«Enquanto acção sacramental de santificação, a celebração litúrgica do Matrimónio [...] deve ser por si mesma válida, digna e frutuosa»137. Por isso, é conveniente que os futuros esposos se preparem para a celebração do seu Matrimónio, recebendo o sacramento da Penitência.
Segundo a tradição latina, são os esposos quem, como ministros da graça de Cristo, mutuamente se conferem o sacramento do Matrimónio, ao exprimirem, perante a Igreja, o seu consentimento. Nas tradições das Igrejas orientais, os sacerdotes que oficiam – Bispos ou presbíteros – são testemunhas do mútuo consentimento manifestado pelos esposos138, mas a sua bênção também é necessária para a validade do sacramento139.
As diversas liturgias são ricas em orações de bênção e de epiclese, pedindo a Deus a sua graça e invocando a sua bênção sobre o novo casal, especialmente sobre a esposa. Na epiclese deste sacramento, os esposos recebem o Espírito Santo como comunhão do amor de Cristo e da Igreja140. É Ele o selo da aliança de ambos, a nascente sempre oferecida do seu amor, a força pela qual se renovará a sua fidelidade.
Os protagonistas da aliança matrimonial são um homem e uma mulher baptizados, livres para contrair Matrimónio e que livremente exprimem o seu consentimento. «Ser livre» quer dizer:
– não ser constrangido;
– não estar impedido por nenhuma lei natural nem eclesiástica.

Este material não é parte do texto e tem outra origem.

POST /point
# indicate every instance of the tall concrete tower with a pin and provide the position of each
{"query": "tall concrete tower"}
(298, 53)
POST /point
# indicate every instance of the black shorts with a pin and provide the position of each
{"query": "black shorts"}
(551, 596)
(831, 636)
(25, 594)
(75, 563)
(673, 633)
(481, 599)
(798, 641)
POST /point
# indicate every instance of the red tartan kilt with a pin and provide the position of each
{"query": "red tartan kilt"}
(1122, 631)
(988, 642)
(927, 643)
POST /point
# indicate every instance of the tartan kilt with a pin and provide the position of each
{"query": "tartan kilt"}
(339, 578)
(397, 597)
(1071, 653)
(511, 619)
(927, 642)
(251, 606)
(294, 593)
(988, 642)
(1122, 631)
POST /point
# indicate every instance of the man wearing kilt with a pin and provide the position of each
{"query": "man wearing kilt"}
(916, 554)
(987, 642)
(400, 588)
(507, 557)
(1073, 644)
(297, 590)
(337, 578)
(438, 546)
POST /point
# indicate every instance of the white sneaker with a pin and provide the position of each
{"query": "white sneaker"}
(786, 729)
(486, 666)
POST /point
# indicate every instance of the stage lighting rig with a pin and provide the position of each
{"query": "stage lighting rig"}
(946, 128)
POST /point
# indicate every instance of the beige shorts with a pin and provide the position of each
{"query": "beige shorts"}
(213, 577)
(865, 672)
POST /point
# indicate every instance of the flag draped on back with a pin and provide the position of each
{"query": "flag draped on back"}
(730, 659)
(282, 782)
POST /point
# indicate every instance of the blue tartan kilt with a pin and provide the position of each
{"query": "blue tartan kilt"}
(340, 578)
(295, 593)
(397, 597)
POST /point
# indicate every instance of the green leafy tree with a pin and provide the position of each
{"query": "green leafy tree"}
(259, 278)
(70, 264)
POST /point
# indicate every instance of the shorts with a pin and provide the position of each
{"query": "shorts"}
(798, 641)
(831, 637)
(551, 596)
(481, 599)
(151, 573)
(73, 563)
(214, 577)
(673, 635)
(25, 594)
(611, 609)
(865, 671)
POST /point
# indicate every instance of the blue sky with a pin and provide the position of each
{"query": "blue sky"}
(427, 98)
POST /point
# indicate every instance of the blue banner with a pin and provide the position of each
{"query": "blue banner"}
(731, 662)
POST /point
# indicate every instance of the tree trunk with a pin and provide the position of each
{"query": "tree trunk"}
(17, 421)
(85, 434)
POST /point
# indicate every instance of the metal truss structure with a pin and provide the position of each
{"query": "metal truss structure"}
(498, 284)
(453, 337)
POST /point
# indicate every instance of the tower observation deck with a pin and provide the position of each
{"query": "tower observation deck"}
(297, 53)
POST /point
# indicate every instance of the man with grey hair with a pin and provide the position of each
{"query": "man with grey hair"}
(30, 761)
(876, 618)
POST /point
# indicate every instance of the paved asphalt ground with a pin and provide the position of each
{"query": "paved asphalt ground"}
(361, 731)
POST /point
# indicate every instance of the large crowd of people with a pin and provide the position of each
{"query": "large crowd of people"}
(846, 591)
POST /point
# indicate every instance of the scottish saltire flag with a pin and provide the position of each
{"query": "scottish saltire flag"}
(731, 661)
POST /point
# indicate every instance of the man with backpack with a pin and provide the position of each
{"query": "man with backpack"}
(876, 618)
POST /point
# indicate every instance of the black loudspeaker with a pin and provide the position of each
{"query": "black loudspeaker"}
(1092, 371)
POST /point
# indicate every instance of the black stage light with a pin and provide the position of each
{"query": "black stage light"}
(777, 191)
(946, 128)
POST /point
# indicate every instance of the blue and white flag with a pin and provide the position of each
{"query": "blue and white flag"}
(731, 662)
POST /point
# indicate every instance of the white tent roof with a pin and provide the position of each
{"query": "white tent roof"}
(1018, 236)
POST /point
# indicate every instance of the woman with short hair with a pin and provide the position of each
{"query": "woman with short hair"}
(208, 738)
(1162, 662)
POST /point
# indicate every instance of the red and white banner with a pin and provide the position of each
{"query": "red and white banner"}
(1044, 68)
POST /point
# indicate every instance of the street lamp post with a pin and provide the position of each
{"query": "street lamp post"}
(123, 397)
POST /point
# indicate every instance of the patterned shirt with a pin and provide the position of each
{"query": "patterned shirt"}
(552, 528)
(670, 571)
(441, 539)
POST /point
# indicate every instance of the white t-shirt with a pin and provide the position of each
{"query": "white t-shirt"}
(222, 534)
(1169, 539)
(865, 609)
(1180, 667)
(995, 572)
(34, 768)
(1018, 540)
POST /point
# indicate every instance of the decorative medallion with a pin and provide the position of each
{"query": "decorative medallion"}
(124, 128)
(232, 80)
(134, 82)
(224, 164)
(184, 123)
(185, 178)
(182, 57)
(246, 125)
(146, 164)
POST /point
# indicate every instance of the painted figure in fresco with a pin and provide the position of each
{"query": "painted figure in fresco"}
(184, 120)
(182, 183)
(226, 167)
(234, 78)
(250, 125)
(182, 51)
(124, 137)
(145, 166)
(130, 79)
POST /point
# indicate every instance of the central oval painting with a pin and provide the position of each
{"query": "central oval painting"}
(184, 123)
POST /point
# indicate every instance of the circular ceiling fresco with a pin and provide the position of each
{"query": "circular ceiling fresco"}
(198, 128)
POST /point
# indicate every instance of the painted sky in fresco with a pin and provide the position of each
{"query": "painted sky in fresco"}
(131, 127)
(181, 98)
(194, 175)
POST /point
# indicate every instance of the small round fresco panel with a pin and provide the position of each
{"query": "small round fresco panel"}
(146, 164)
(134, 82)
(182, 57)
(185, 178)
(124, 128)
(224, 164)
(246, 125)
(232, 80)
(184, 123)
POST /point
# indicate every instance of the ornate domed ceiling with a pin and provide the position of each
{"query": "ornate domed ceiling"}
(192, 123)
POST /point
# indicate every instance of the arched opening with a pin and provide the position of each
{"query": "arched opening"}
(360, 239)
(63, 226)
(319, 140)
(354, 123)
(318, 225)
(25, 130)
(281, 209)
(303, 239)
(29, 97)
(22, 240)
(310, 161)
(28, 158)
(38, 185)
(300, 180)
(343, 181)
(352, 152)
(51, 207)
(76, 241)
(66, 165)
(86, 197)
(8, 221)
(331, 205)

A Igreja considera a permuta dos consentimentos entre os esposos como o elemento indispensável «que constitui o Matrimónios141. Se faltar o consentimento, não há Matrimónio.
O consentimento consiste num «acto humano pelo qual os esposos se dão e se recebem mutuamente»142: «Eu recebo-te por minha esposa. Eu recebo-te por meu esposo»143. Este consentimento, que une os esposos entre si, tem a sua consumação no facto de os dois «se tornarem uma só carne»144.
142II Concílio do Vaticano, Const. past. Gaudium et spes, 48: AAS 58 (1966) 1067; CIC can. 1057, § 2.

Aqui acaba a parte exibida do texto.